Tak jarang keluarga Ahok dilanda masalah keuangan akibat terlilit hutang, tetapi itu tidak menjadi hambatan bagi ayahnya untuk tetap membantu sesama dan membayar gaji karyawannya. Hingga saat Ahok keluar dari Belitung untuk menempuh S1 dan S2, sifat ayahnya menurun kepadanya menjadikannya pribadi yang tegas namun juga peduli sesama.
Salah satu adegan yang paling berkesan bagi saya adalah saat ayahnya tidak mampu menolong seorang bapak yang putrinya ingin melahirkan. Akan tetapi, Ahok membantunya dengan mengumpulkan uang dari celengannya dan Yuyu (adiknya). Saya dapat melihat sifat Ahok yang sudah tertanam dari kecil. Rasa empatinya yang tinggi membuatnya menjadi berarti bagi sesama.
Awalnya Ahok kembali ke Belitung untuk membuka bisnis tambang seperti ayahnya. Akan tetapi, kebijakan pemerintah disana memaksanya untuk berhenti dan membuka kesempatannya menjadi DPRD. Dilihatnya ketidakadilan ketika para anggota DPRD menerima tunjangan dinas walaupun para anggota tidak melakukan dinas. Hal ini membuatnya naik pitam dan berencana mendaftar menjadi Gubernur. Ketika Ahok mendaftar sebagai DPRD lalu Gubernur, terlihat jelas keberaniannya. Disaat orang lain memandang dia sebagai orang yang berbeda suku (karena dia Tionghoa), dia tetap berani memilih keputusannya. Niatnya yang tulus untuk menolong orang susah yang tertindas dan memperbaiki peraturan yang ada membuatnya terpilih menjadi Bupati Belitung.

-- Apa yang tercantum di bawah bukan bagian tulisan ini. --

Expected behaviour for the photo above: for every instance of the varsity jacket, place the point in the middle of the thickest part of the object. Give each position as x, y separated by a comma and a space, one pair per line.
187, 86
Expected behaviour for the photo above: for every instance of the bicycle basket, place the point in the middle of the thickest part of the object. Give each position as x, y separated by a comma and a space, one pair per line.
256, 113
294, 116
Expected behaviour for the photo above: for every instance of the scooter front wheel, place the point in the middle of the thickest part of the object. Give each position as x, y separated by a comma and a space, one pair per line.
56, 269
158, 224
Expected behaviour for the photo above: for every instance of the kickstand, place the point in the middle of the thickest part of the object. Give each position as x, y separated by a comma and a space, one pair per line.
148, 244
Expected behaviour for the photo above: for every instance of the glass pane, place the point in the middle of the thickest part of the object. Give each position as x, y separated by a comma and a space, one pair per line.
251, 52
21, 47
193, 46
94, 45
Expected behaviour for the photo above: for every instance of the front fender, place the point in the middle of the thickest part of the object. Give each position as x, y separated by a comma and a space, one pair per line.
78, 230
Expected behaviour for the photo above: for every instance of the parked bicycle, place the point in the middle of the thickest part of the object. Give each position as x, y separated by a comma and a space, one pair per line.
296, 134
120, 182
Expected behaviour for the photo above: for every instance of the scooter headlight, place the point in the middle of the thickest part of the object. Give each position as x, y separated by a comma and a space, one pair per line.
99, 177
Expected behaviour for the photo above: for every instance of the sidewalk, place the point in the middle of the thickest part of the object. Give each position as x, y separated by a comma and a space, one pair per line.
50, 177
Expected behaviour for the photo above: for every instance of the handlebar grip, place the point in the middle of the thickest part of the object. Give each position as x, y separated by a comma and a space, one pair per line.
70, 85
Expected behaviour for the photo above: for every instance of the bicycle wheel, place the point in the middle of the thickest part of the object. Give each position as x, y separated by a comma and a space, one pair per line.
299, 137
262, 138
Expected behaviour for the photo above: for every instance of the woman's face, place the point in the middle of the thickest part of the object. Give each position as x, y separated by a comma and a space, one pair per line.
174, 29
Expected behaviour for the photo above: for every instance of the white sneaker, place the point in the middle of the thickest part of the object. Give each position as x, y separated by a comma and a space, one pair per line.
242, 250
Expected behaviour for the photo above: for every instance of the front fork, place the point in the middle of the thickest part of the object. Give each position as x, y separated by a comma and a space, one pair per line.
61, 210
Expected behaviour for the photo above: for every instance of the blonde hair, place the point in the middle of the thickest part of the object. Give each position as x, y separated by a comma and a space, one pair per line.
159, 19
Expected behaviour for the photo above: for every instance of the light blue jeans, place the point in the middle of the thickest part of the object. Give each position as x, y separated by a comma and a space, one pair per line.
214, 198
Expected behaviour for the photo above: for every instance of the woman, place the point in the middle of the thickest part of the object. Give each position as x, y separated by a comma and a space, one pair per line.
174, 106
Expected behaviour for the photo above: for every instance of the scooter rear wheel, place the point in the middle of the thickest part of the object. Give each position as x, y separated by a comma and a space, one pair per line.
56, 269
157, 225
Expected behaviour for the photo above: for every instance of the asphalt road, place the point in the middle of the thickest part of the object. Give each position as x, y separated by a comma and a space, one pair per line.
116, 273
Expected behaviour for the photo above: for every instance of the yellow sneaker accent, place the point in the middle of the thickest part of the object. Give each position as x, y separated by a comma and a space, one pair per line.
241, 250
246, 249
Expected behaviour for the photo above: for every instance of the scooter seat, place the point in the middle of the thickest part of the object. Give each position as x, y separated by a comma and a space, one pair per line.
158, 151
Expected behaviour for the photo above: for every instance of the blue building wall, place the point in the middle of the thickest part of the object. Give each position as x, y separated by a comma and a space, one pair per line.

Diakhir film diceritakan mengenai kondisi Ahok saat ini yang berada di penjara. Dijelaskan pula bahwa ia sempat menjadi gubernur DKI Jakarta, tetapi harus melepas jabatannya karena dilanda khasus penistaan agama. Saat dipenjara, Ahok juga menuliskan surat untuk pada pendukungnya yang dibacakan oleh Veronica Tan, mantan istrinya.
Melalui film ini saya dapat melihat masa lalu dari sosok yang selama ini dinilai sangat tegas dalam memimpin. Banyak sekali pelajaran berharga yang dapat diperoleh. Terlepas dari kekecewaan pendukungnya mengenai keputusan hakim mengenai tindak pidana yang dialaminya, para penonton tetap menikmati selama pertunjukan. Film ini sangat cocok ditonton bagi remaja maupun orang dewasa karena menarik dan banyak makna yang terkandung.